Aggregations
We will cover internal implementation of common aggregations in this document.
Frontend
TODO
Expression Framework
TODO
HashAggExecutor
Within the HashAggExecutor
, there are 4 main components:
- AggCalls.
- AggState.
- AggGroups.
- Persisted State.
AggCalls are the aggregation calls for the query. For instance SUM(v1)
, COUNT(v2)
has the AggCalls SUM
and COUNT
.
AggState is the state we use to compute to the result (output) of the aggregation call.

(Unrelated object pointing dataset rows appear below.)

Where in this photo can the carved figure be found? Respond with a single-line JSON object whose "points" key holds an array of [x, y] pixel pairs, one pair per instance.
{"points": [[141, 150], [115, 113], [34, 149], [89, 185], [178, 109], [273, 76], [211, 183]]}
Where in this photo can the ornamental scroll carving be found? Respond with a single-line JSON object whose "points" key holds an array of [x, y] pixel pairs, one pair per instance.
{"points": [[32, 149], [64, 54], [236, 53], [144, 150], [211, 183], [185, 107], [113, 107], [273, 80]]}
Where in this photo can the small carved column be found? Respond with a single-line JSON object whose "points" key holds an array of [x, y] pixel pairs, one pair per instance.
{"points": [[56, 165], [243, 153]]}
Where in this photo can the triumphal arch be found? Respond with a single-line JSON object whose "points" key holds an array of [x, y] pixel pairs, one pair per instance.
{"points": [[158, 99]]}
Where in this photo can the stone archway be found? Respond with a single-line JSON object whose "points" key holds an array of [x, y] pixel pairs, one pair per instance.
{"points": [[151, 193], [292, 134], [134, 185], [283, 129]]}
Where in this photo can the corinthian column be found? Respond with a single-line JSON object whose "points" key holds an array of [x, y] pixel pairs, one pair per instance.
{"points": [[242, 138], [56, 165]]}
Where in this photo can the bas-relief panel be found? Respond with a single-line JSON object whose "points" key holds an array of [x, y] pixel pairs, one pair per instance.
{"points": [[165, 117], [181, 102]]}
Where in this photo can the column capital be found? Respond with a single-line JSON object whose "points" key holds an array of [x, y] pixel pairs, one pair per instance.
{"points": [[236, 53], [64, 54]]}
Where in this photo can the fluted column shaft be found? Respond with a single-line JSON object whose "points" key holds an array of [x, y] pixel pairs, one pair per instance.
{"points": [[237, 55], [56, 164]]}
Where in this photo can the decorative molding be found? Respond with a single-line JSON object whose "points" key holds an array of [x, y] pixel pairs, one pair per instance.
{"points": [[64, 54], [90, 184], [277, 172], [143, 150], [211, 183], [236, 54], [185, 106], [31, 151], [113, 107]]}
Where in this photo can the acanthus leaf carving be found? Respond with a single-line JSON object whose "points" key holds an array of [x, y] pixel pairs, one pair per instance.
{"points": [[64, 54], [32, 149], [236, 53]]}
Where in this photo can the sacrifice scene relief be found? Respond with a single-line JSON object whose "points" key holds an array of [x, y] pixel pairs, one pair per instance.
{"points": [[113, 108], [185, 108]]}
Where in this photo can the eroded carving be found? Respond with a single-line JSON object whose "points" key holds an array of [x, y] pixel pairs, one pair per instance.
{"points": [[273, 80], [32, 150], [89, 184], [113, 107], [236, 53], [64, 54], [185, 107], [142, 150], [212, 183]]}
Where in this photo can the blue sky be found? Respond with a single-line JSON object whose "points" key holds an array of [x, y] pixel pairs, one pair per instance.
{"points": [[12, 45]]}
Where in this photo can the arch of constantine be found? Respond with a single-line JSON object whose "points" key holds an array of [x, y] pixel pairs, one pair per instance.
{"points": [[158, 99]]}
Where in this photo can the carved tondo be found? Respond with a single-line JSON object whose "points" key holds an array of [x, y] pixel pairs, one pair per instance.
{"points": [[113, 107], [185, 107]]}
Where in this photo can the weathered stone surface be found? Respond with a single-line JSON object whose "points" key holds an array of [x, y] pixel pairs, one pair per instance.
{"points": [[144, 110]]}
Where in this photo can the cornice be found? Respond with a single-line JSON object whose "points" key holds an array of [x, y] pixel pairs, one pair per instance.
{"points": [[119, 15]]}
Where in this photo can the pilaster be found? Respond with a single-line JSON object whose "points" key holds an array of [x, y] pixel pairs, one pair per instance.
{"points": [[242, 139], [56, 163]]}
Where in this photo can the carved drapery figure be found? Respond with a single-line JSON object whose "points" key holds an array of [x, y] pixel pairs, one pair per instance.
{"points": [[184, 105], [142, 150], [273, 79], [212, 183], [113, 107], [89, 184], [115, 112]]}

Within each aggregation group, it will have an AggState for each AggCall.
AggGroups are created per aggregation group.
For instance with GROUP BY x1, x2
, there will be a group for each unique combination of x1
and x2
.
Whenever stream chunks come in, the executor will update the aggregation state for each group, per agg call.
On barrier, we will persist the in-memory states.
For value
type aggregations, we will persist the state to the intermediate state table.
This state table will store all value aggregations per group on a single row.
For MaterializedInput
type aggregations, these require tracking input state. For example, non-append-only min/max.
For each of these aggregations, they have 1 state table (AggStateStorage::MaterializedInput
) each. Within the state table, it will store the input state for each group.
Initialization of AggGroups
AggGroups are initialized when corresponding aggregation groups are not found in AggGroupCache
.
This could be either because the AggGroupCache
got evicted,
or its a new group key.
It could take a while to initialize agg groups, hence we cache them in AggGroupCache
.